Berkshire decision: Rockwell sales to proceed
Posted on: November 9, 2017 by Hélène Deslauriers
Judge John J. Agostini of the Pittsfield Superior Court gave his decision on Tuesday in the widely publicised deaccession case brought by the sons of Rockwell and others against the Berkshire Museum.
As a brief reminder, the Berkshire Museum’s financial situation had been bleak for many years and wealthy donors had all but disappeared. The Board of Trustees had considered numerous solutions such as increasing ticket sales, hiring freezes, and reduced programming. None of these solutions provided the financial relief sought. Deaccession of some 40 works of art, including two Rockwell paintings, was first considered in 2015 and an agreement was finally entered into with Sotheby’s on 13th June 2017. This decision sent shock waves throughout the Museum community. Injunctive relief was sought by Rockwell’s sons, members of the Museum and, at the last moment, by the Attorney-General’s Office (the AGO) of Massachusetts, which alleged that there had been a breach of fiduciary duty by the Museum’s Trustees.
The Judge first disposed of Rockwell’s sons’ petition on the basis that they had no legal standing to bring the action, nor to enforce any promise made to their father to keep the paintings in the Berkshire Museum. Responsibility for enforcing such a promise, if it existed, would have rested with Rockwell’s estate and the Judge concluded that there was no evidence that such a promise was made or requested by the artist. Although the letter acknowledging the gift did mention that the works would remain in the ‘Museum’s permanent collection’ this merely meant, in ‘museum parlance’, that the paintings would be accessed by the Museum.

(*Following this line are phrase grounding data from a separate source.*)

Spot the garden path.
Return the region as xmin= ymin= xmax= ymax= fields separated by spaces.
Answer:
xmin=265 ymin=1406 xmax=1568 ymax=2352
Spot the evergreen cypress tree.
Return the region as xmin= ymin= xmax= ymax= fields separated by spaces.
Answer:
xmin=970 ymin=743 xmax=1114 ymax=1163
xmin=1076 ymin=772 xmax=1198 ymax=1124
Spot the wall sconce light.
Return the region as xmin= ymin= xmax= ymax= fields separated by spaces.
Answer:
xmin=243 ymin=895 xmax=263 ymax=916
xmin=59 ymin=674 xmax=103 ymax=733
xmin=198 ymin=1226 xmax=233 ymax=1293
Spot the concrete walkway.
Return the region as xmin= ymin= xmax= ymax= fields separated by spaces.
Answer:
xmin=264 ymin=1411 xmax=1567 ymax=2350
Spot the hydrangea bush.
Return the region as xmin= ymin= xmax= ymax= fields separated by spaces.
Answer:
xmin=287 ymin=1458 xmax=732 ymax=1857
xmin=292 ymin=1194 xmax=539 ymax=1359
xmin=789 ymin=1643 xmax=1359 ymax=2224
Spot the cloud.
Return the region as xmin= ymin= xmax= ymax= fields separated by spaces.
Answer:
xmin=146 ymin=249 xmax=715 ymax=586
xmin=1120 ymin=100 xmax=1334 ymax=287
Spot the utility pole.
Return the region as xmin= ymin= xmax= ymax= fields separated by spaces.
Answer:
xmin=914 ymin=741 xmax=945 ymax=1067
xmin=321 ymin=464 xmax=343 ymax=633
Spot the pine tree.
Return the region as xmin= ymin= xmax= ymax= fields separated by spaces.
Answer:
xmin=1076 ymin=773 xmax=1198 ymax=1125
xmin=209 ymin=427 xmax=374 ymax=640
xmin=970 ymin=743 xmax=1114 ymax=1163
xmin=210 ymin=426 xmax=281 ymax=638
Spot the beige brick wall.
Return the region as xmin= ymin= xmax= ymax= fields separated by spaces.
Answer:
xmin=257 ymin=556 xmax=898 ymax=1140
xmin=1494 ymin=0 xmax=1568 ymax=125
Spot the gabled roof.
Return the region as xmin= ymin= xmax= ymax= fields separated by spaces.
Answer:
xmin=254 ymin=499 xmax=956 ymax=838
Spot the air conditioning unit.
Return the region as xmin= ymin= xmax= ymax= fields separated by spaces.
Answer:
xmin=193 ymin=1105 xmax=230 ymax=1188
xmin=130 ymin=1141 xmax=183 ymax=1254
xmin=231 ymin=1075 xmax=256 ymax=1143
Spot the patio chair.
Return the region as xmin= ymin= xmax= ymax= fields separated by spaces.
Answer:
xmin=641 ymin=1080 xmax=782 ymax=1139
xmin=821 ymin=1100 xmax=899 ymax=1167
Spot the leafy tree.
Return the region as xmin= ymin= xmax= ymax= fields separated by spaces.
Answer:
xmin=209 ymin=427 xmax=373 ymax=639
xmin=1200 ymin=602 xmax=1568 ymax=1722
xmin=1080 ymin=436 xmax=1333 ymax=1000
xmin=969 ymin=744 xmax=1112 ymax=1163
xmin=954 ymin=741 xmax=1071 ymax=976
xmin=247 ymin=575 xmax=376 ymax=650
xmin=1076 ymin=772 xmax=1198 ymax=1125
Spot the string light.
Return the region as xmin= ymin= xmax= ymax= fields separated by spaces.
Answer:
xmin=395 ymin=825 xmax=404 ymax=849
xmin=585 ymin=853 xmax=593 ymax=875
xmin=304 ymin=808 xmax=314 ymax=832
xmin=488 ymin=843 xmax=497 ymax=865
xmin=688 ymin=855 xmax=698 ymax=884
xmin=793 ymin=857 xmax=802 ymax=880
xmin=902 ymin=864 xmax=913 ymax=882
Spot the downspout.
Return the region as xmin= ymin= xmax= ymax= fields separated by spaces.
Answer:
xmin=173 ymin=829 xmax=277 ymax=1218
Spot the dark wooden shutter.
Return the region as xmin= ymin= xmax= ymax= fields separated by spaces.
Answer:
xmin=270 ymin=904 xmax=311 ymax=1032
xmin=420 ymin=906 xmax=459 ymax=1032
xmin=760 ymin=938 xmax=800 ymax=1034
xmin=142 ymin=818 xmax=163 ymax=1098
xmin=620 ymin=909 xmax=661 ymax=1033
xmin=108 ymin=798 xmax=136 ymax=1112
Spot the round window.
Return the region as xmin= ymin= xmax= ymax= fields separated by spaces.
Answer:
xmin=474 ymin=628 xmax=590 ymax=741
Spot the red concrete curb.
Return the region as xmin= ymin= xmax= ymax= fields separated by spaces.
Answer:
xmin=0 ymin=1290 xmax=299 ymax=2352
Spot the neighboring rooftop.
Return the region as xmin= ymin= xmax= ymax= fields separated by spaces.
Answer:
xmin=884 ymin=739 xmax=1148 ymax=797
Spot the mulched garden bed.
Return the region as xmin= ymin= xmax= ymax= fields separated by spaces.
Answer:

Having dealt with the issue of legal standing in favour of the Museum, the judge turned his attention to the AGO. The AGO was made aware of the planned sale on the 23rd June in a five-page communication, which listed the works to be put on the block. The AGO then embarked on some 400 interviews and had at least 40 phone calls with or involving the Museum Trustees. The AGO only entered into the legal fray late in the day and on the basis that the other parties were denied legal standing.
The Court noted that the AGO had made every effort not to get involved. A “reluctant warrior”, as the Judge described it, the AGO was unable to state exactly what additional information it required to bring its investigation to fruition. The AGO’s position was that the deaccession raised ‘concerns’ and it needed more time to reach a conclusion. The judge was quick to point out that ‘concerns’ or ‘troubling’ acts were not legal standards and went on to say that the AGO’s “lack of aggressiveness speaks volumes in this case”. He referred to the AGO’s “initial indifference” compounded by its “faint-heartedness” which suggested that the AGO has little expectation of discovering evidence against the Trustees.
On deaccession itself, the Judge said that the word “is not a pejorative term; it is an integral part of collection management in Museums, neither illegal nor unethical” and that the wording of the 1932 Act, establishing the Museum, contains “no language prohibiting its property from being removed from Pittsfield”.
In closing, the judge found in favour of the Museum Trustees and rejected any request for injunctive relief while finding no breach of fiduciary duty on their part.
He recognised that “[t]his may very well mean that timeless works by an iconic local will be lost to the public in less than a week’s time”, but his duty was to act dispassionately and decide on the legal merits alone.
A good legal decision maybe, but a sad result nonetheless.